Qual è poi il senso di una tassa spot?  Serve solo a far cassa in un determinato momento storico, non struttura una dinamica di indirizzo dell’economia verso assetti più virtuosi limitando le “storture” del mercato. Per generare gettito aggiuntivo e arginare le speculazioni del settore finanziario, meglio sarebbe una tassa microscopica (0,05%) sulle transazioni finanziarie speculative, cioè che non generano beneficio all’economia reale. Si stima che essa possa avere un gettito di alcuni miliardi annui, senza andare a scapito dell’economia reale (quella che ha una diretta conseguenza sulla vita delle persone e delle imprese, creando posti di lavoro ecc.).

Qual è la vera missione di una banca

Alla fine allora, qual è la risposta possibile alla domanda: «Perché proprio le banche?».

Penso sia perché le persone, le istituzioni e le imprese hanno smarrito il senso e il significato di un’impresa particolare come è la banca, che ha alcune missioni specifiche. 

Quella di tutela del risparmio dei clienti. Non favorire la creazione di valore dal denaro, ma dall’utilizzo che si fa di quel denaro. Se l’uso è a fini speculativi, l’economia reale non cresce e – di fatto – i risparmiatori ne traggono un danno… anche se il tasso del conto corrente è alto.

Quella di favorire l’accesso al credito come strumento di crescita di un sistema economico, di una comunità (pensiamo alle banche di territorio) che porta risorse finanziarie compiendo una selezione delle idee di investimento (sia di famiglie che di imprese) migliori, meno avventate e rischiose. Consentendo in tal modo una leva allo sviluppo.

Quella di fare l’intermediario finanziario che – con strumenti specifici come mutui, prestiti, facilitazioni e servizi anche innovativi – pone le basi per una finanza al servizio della persona, dell’ambiente e della società. 

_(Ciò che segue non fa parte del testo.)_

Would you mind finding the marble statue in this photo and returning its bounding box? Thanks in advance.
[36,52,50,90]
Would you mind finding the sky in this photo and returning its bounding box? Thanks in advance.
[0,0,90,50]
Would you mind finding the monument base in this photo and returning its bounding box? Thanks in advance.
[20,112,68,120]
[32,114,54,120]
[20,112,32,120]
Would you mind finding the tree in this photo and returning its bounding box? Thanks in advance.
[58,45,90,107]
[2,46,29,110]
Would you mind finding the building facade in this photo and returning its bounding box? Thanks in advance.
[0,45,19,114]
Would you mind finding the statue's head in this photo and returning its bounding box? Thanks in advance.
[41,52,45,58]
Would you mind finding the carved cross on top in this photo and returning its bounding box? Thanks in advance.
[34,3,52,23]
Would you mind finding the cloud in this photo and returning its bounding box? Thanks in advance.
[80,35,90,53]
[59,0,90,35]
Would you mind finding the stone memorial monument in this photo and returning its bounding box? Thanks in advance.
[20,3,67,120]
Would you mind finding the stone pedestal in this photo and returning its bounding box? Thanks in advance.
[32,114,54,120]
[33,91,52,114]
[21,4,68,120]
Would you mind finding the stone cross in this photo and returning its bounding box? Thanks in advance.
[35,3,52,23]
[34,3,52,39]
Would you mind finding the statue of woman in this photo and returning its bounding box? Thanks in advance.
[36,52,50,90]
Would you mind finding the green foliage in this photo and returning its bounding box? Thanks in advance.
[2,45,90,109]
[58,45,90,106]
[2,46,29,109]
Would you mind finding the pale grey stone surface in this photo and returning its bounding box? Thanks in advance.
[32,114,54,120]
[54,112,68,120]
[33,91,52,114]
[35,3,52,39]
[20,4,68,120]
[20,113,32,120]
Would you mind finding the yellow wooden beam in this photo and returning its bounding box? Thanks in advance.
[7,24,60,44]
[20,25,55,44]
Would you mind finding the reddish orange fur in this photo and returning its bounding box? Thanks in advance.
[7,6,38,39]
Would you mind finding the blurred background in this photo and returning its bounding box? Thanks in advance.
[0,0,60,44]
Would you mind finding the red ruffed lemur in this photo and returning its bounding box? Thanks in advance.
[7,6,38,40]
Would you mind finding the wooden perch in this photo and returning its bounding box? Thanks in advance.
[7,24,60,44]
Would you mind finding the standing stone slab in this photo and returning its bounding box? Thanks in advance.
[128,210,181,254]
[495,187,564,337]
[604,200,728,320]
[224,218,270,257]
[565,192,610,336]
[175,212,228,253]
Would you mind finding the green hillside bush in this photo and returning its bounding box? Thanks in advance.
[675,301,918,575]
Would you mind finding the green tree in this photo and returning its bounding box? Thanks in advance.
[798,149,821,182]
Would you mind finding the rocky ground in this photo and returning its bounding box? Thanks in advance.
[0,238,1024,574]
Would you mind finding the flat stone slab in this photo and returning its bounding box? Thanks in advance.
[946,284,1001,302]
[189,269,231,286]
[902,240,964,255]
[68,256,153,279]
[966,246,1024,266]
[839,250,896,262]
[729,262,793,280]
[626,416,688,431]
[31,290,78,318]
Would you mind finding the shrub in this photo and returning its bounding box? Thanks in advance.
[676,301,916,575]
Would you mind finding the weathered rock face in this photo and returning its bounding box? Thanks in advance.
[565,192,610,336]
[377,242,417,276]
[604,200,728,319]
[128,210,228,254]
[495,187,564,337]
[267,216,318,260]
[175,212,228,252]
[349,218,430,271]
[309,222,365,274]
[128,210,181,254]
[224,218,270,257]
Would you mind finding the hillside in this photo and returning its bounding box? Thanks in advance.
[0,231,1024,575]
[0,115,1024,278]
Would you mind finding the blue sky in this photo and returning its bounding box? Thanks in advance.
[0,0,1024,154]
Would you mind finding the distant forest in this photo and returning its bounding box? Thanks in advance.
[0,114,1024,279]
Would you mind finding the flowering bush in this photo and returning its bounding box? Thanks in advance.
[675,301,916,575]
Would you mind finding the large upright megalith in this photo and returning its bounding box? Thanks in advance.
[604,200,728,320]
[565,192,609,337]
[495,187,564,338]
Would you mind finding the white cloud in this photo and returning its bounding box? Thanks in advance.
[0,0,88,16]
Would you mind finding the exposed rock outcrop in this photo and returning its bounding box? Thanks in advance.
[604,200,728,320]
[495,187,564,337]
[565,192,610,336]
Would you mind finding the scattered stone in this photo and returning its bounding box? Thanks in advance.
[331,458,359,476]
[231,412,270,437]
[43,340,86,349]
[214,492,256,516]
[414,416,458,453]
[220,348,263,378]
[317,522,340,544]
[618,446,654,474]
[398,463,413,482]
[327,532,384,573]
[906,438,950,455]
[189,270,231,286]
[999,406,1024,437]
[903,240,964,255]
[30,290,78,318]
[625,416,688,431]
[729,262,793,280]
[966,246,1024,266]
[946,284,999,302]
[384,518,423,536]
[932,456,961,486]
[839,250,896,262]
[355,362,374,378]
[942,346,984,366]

Tutto questo si può fare in maniera equa, trasparente e non speculativa, come dimostrano tante banche etiche che operano nel mondo e tante banche cooperative e del territorio.

Possiamo agire perché si diffonda una nuova consapevolezza sul ruolo sociale della finanza. Abbiamo gli strumenti per farlo: il nostro essere clienti e risparmiatori oltre che elettori!